A chimeric 64′-OMT with an N-terminal half of 6-OMT and a C-terminal half of 4′-OMT was produced in E. coli. Whereas this 64′-OMT showed 6-O-methylation activity for norlaudanosoline and laudanosoline, it showed 4′-O-methylation activity and 3′-O-methylation activity when 3′-hydroxy-N-methylcoclaurine was used as a substrate.
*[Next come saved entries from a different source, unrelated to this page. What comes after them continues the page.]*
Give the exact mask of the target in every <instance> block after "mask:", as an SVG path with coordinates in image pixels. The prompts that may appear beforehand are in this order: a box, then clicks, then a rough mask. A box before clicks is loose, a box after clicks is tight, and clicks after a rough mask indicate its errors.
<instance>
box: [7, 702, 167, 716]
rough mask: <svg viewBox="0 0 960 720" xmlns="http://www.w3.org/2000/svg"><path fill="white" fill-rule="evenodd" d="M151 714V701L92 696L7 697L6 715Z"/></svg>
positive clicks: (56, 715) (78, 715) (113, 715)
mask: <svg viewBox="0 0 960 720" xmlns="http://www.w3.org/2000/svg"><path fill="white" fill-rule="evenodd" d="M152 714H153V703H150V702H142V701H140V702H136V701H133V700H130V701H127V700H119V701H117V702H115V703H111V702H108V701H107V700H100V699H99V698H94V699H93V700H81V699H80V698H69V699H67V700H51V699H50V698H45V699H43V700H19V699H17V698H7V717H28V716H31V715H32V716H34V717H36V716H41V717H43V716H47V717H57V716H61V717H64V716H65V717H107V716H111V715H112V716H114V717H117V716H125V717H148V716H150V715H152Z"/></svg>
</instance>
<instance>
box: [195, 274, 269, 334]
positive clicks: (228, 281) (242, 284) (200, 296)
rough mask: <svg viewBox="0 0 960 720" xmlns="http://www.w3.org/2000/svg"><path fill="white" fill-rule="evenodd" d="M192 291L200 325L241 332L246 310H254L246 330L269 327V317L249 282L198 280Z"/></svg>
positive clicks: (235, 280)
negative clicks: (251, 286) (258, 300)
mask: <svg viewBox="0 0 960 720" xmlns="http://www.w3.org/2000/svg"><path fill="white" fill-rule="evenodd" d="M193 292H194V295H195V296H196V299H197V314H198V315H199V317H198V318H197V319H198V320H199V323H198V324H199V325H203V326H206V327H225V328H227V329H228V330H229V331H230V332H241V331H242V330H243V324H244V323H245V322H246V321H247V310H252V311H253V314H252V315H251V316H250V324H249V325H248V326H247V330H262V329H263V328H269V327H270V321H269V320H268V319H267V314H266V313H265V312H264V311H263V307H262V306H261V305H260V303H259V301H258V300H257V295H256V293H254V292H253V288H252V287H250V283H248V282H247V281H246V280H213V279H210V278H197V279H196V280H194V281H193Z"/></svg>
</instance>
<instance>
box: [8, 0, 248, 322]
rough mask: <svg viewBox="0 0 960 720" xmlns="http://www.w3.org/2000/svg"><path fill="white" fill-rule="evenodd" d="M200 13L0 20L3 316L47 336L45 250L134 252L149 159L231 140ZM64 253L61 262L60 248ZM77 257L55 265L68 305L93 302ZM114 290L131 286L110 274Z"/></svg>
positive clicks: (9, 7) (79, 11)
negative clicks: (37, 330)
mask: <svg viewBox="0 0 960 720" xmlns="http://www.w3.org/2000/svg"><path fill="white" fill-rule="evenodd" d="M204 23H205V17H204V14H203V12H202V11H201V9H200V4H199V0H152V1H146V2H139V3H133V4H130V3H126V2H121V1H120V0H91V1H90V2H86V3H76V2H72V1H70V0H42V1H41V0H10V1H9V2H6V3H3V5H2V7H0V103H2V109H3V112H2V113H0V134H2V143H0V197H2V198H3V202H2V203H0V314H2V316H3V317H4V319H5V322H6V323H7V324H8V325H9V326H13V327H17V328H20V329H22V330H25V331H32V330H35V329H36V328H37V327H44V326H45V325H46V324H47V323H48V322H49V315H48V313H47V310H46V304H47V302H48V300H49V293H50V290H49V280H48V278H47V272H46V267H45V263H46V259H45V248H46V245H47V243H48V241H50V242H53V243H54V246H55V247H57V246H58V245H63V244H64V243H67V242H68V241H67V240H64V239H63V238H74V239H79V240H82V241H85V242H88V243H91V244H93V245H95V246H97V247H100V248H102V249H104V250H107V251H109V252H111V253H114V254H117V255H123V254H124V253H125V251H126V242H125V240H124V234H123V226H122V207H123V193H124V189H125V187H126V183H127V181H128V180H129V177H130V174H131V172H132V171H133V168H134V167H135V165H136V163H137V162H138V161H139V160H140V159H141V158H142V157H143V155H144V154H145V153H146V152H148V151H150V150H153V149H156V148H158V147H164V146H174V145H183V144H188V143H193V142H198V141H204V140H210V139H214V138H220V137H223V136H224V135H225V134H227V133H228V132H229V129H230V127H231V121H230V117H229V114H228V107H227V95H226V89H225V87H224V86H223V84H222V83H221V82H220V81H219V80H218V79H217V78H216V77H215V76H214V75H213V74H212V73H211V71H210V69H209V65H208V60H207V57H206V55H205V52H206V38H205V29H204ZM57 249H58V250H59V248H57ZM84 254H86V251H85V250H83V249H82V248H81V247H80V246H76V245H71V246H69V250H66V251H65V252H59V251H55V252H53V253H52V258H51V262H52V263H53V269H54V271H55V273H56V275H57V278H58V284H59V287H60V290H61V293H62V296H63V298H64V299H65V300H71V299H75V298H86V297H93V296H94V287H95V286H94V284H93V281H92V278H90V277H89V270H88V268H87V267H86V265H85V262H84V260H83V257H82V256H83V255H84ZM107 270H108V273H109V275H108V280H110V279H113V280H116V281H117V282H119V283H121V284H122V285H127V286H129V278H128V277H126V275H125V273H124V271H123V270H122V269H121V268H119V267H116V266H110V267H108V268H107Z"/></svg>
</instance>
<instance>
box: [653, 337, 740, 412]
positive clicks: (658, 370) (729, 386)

This chimeric enzyme construction may be useful for the diversification of isoquinoline alkaloid biosynthesis.

Abbreviations

4′-OMT

S-adenosyl-L-methionine:3′-hydroxy-N-methylcoclaurine 4′-O-methyltransferase

6-OMT

S-adenosyl-L-methionine:norcoclaurine 6-O-methyltransferase

AdoMet

S-adenosyl-L-methionine

CBB

Coomassie Brilliant Blue

ChOMT

S-adenosyl-L-methionine:chalcone O-methyltransferase

AdoHcy

S-adenosyl-L-homocysteine

CNMT

S-adenosyl-L-methionine:coclaurine N-methyltransferase

HPLC

high performance liquid chromatography

IOMT

S-adenosyl-L-methionine:isoflavone O-methyltransferase

LC/MS

liquid chromatography-mass spectrography

OMT

O-methyltransferase

SMT

S-adenosyl-L-methionine:scoulerine 9-O-methyltransferase.